Benchmarks are created in the `benches` directory and registered as a target in the `Cargo.toml` file.
Executing all benchmarks is done via
```console
> cargo xtask bench
```
and a single target can be run by
```console
> cargo xtask bench --bench [name_of_target]
```
The crate `tiny-bench` is used and will always display the change of timings compared to the last run of the benchmark.
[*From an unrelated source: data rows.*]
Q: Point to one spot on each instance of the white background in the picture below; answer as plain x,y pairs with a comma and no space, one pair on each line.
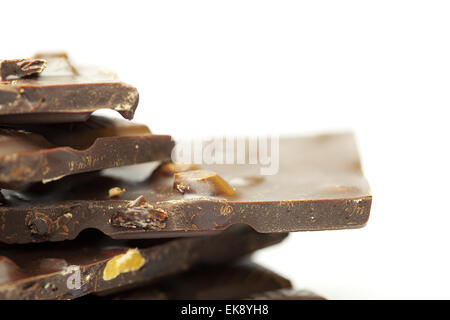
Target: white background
378,68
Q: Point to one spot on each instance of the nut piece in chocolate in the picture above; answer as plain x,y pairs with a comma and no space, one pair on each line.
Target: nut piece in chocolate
45,270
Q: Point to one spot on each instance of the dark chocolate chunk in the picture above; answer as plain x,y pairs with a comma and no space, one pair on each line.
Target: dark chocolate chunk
286,294
21,67
140,214
63,93
319,186
32,153
66,270
239,280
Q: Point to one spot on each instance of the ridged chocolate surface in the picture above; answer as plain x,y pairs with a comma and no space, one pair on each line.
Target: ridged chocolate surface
239,280
35,153
64,93
319,186
42,271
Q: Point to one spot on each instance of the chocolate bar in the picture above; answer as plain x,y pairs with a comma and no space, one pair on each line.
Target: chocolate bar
238,280
286,294
33,153
20,68
319,186
61,92
66,270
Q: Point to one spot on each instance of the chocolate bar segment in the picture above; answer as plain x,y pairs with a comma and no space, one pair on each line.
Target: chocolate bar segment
67,270
237,280
33,153
286,294
63,93
20,68
319,186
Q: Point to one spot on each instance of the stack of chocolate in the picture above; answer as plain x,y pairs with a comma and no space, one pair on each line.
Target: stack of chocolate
93,206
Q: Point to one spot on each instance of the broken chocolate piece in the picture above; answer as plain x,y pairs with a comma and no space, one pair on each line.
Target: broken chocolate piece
140,214
319,186
202,182
238,280
21,67
35,153
96,264
286,294
116,192
171,168
63,93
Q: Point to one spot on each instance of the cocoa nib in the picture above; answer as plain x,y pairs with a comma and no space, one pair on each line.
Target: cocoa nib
140,214
21,67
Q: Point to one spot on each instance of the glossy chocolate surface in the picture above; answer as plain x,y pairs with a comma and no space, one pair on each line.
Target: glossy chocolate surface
319,186
64,93
44,271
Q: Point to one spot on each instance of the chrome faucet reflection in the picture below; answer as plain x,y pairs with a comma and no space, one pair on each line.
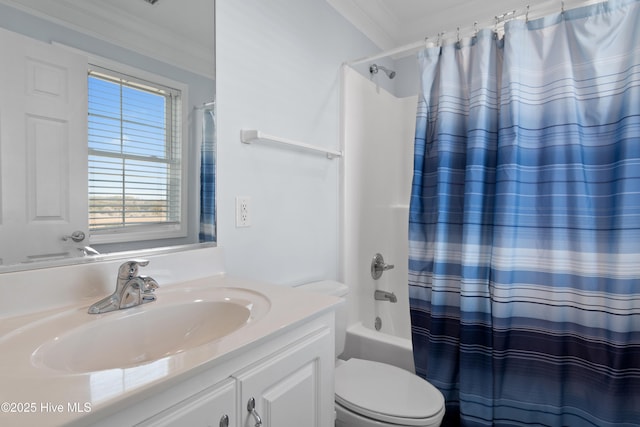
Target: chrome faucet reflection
131,289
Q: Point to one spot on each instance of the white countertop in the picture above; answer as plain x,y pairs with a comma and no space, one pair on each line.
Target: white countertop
36,395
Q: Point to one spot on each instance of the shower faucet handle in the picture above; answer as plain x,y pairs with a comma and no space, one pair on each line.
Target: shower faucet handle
378,266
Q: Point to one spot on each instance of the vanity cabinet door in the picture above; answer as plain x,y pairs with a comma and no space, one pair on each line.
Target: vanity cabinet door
292,388
210,408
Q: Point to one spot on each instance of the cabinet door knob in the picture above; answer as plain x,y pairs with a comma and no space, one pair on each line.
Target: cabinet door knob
251,407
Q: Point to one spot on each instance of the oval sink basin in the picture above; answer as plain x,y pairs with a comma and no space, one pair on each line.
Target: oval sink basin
146,333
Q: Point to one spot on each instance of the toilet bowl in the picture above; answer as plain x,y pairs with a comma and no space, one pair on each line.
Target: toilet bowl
374,394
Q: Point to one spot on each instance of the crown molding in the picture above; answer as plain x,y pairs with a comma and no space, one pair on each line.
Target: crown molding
367,20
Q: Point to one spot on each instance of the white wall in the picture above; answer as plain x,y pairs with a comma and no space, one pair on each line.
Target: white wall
278,70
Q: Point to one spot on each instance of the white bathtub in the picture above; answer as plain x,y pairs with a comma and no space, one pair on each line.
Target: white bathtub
366,343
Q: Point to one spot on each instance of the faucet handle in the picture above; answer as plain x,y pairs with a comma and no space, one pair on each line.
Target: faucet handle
129,269
149,284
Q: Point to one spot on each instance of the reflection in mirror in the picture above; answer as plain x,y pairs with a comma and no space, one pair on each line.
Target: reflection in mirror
49,132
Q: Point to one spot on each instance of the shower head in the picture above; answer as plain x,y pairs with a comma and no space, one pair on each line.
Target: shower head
374,68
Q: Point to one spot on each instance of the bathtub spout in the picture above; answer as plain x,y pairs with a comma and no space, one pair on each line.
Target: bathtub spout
385,296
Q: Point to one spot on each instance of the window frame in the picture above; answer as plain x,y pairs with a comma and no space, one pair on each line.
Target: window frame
149,231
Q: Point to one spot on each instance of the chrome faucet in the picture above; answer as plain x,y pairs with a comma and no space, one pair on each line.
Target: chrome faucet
385,296
131,289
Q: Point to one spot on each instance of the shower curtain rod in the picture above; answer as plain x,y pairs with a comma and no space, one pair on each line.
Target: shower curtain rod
497,22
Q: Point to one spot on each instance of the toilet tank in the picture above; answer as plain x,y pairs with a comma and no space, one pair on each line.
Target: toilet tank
330,287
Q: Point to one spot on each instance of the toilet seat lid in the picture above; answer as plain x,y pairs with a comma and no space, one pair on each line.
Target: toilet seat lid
386,393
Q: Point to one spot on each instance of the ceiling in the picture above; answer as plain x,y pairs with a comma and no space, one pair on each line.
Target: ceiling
393,23
176,32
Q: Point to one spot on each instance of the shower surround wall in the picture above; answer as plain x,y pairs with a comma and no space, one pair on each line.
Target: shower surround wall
378,133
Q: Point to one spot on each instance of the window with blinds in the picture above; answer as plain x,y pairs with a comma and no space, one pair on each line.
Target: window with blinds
135,165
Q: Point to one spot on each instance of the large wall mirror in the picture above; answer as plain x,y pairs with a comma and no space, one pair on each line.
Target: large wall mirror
107,129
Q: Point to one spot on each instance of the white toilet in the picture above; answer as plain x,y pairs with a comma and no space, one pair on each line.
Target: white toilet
374,394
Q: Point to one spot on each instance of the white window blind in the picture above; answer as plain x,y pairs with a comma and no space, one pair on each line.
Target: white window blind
134,153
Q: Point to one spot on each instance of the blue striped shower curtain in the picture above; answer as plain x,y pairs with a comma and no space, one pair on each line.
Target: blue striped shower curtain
208,177
524,229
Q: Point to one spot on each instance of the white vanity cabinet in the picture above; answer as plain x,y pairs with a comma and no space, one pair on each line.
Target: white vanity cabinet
288,387
215,407
289,377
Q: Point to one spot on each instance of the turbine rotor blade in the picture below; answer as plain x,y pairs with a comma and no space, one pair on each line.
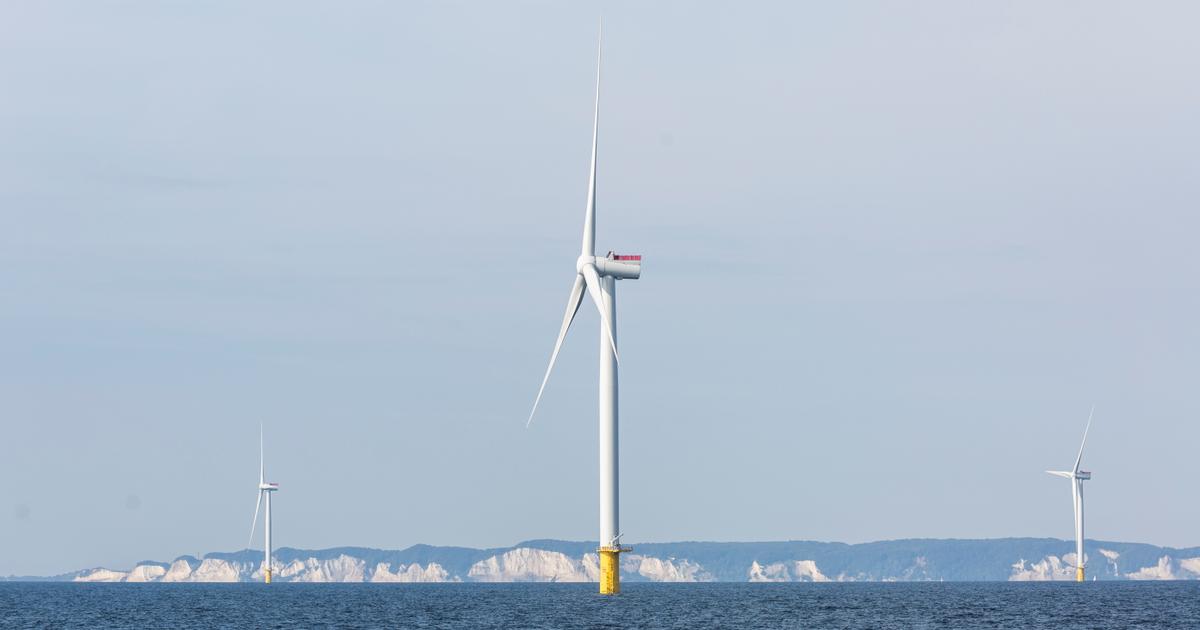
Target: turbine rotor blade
1080,457
573,307
255,522
589,216
262,460
593,279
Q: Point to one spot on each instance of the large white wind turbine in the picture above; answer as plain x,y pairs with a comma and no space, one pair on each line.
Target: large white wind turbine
1077,478
264,489
599,276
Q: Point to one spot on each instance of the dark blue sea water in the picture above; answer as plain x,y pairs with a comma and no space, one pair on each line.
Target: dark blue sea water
461,606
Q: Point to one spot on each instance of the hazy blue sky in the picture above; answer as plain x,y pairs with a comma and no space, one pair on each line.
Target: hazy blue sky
893,255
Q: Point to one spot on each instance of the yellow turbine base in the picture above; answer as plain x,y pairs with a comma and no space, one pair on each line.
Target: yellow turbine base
610,570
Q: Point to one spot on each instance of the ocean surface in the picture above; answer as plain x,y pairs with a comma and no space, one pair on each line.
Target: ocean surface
1093,605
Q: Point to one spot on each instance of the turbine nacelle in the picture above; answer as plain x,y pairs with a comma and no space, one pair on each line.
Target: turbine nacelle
621,267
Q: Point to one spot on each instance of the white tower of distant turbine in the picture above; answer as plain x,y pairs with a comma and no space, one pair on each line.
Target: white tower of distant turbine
264,489
1077,478
599,276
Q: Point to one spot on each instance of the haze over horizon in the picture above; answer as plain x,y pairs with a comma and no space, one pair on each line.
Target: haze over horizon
892,257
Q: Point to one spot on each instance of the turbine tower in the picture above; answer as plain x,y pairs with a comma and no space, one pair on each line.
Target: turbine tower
264,489
1077,478
599,276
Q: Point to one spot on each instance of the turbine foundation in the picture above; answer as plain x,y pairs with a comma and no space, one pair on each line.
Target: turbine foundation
610,570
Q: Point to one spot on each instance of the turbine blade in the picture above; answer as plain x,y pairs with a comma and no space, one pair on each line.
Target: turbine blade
593,277
589,216
255,522
1080,457
262,461
573,306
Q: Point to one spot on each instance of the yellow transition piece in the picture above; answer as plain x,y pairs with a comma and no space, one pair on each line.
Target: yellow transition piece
610,570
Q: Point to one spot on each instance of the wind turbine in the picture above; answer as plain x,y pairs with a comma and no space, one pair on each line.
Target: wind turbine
264,489
1077,478
599,276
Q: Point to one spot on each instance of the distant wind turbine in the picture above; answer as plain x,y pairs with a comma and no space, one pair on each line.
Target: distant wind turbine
264,489
599,276
1077,478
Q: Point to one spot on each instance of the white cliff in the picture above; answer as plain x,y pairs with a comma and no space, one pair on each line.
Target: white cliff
525,564
789,571
411,573
1047,569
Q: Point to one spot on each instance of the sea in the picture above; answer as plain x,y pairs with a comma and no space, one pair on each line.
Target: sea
1060,605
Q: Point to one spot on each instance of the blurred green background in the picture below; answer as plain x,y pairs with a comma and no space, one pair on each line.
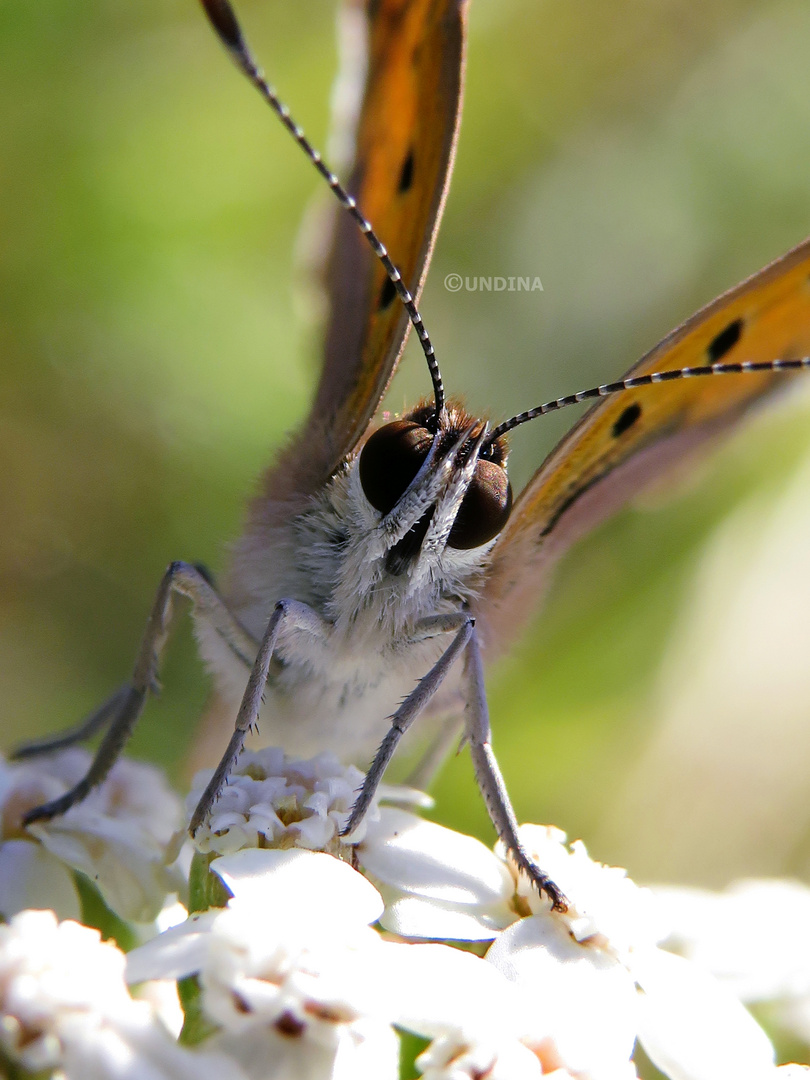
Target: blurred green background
638,158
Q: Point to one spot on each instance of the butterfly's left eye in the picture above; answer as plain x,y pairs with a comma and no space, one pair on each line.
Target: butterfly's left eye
485,508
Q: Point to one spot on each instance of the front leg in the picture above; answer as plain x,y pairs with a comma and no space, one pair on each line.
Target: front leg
121,712
490,781
287,616
412,706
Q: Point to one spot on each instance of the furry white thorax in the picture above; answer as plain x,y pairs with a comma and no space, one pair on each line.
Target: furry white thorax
338,691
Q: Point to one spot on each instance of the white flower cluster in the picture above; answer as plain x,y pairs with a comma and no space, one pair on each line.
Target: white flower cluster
119,837
283,801
316,963
64,1004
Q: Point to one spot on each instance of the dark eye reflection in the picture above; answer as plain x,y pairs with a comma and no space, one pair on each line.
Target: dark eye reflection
392,457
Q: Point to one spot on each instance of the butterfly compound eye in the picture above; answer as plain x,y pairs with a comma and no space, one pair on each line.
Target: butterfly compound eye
390,460
485,508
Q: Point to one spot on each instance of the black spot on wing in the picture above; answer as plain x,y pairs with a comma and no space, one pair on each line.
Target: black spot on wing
626,419
726,340
406,173
387,294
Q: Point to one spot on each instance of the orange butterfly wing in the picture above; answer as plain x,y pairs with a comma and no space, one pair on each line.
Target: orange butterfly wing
630,440
404,149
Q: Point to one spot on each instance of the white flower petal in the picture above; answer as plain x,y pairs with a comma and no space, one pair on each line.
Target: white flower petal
693,1028
118,836
30,877
416,917
435,989
450,1058
304,883
175,954
64,1007
580,997
369,1052
434,862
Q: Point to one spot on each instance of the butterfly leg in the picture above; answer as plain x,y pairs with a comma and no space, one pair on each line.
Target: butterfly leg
287,616
408,711
92,725
121,712
488,774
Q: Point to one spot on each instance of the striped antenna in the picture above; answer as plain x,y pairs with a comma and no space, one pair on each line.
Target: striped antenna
607,389
224,19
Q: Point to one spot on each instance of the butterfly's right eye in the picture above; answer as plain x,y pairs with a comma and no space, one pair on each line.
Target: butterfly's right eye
390,460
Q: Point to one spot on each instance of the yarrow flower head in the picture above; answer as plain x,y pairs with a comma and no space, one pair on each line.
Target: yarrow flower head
597,976
64,1006
292,980
118,837
272,799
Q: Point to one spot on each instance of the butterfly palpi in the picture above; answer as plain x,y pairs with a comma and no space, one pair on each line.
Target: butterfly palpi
381,566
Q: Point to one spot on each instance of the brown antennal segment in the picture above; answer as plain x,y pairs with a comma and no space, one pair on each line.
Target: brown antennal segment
634,412
224,19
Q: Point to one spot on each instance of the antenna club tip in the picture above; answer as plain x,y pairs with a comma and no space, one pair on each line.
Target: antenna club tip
223,18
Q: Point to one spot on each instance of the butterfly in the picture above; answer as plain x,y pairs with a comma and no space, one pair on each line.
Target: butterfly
381,566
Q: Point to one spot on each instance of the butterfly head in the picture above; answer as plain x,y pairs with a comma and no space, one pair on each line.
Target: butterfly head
439,486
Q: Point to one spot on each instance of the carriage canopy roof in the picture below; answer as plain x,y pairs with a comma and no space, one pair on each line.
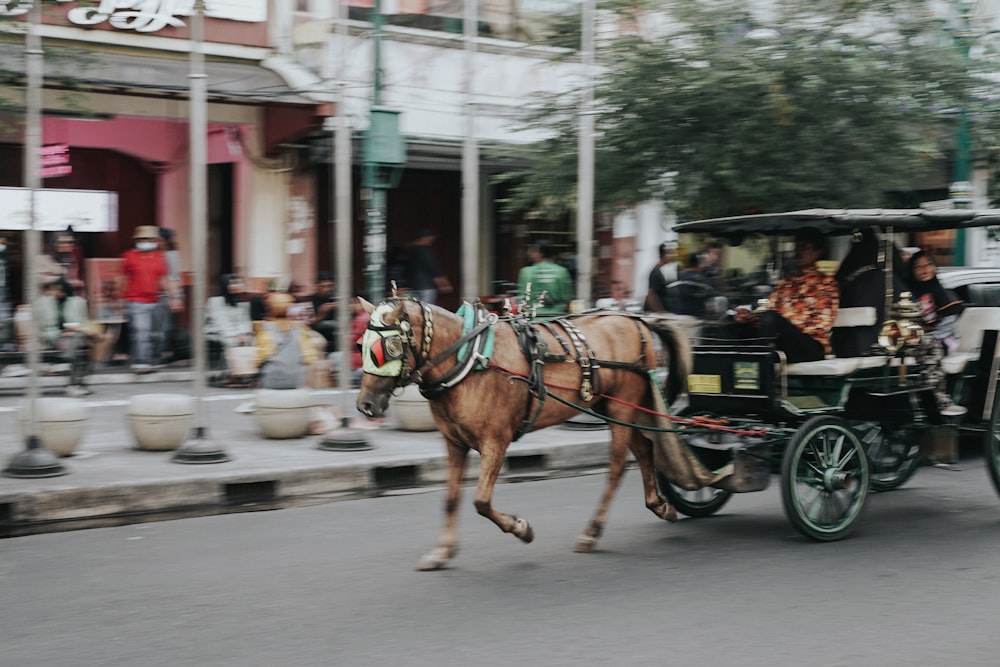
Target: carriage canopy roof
843,221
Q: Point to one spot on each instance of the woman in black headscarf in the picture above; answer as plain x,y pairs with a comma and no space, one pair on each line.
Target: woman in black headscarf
939,310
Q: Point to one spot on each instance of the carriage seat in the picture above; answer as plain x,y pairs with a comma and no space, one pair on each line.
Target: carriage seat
970,327
859,316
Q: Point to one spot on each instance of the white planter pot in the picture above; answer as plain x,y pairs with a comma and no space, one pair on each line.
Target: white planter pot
59,423
413,411
161,422
283,413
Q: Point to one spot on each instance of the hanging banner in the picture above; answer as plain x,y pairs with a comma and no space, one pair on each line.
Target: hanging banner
55,210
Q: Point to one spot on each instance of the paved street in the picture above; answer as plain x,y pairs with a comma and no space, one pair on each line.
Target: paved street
110,482
334,584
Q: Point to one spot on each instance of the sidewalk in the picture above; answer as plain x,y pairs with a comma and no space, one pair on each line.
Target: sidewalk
109,482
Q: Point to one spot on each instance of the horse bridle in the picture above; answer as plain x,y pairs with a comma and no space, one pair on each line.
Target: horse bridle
397,341
401,342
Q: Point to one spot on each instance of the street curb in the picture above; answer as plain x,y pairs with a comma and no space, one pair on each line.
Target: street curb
215,490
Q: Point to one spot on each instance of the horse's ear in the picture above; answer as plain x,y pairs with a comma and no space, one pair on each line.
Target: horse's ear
396,315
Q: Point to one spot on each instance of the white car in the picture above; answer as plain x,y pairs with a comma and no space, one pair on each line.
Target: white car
977,286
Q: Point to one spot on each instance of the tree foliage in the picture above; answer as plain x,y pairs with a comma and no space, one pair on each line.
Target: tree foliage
720,110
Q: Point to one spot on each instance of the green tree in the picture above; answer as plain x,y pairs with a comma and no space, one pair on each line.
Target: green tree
722,111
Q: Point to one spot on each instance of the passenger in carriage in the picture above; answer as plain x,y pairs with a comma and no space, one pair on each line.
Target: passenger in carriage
861,278
803,306
939,311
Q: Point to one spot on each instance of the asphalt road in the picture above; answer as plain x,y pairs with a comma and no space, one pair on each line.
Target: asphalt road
334,584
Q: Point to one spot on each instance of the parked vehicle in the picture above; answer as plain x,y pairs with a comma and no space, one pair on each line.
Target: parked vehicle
977,286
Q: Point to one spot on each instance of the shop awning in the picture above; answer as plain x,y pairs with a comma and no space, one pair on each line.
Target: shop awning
234,81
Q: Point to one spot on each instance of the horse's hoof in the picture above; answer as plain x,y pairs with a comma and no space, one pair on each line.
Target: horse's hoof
585,544
435,560
522,529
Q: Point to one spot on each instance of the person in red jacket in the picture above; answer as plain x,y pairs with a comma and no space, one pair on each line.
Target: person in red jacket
146,278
Some functions use external databases which need to be pre-processed before deployment. This is done using the `xtask` binary during development and using CI jobs during operation.
```console
> curl --output allCountries.zip --location http://download.geonames.org/export/dump/allCountries.zip
> unzip allCountries.zip
> cargo xtask geonames < allCountries.txt
```
```console
> curl --output kaikki.org-dictionary-German.json --location https://kaikki.org/dictionary/German/kaikki.org-dictionary-German.json
> cargo xtask kaikki < kaikki.org-dictionary-German.json
```
```console
> curl --output Auszug_GV.xlsx --location https://www.destatis.de/DE/Themen/Laender-Regionen/Regionales/Gemeindeverzeichnis/Administrativ/Archiv/GVAuszugJ/31122021_Auszug_GV.xlsx?__blob=publicationFile
> cargo xtask ars_ags
```
```console
> curl --output b25_utm32s.zip --location "https://sg.geodatenzentrum.de/wfs_vertriebseinheiten?request=GetFeature&SERVICE=wfs&VERSION=2.0.0&typenames=vertriebseinheiten:b25_utm32s&srsname=urn:ogc:def:crs:EPSG:25832&outputformat=SHAPE-ZIP"
> unzip b25_utm32s.zip
> cargo xtask atkis
```
The HTTP routes `/search`, `/dataset` and `/origin` support content negotiation insofar they yield either rendered HTML pages or the underlying JSON data depending on the `Accept` header transmitted by the HTTP client. An OpenAPI-compatible specification is served at `/openapi.json` and can be explored using Swagger UI served at `/swagger-ui/`.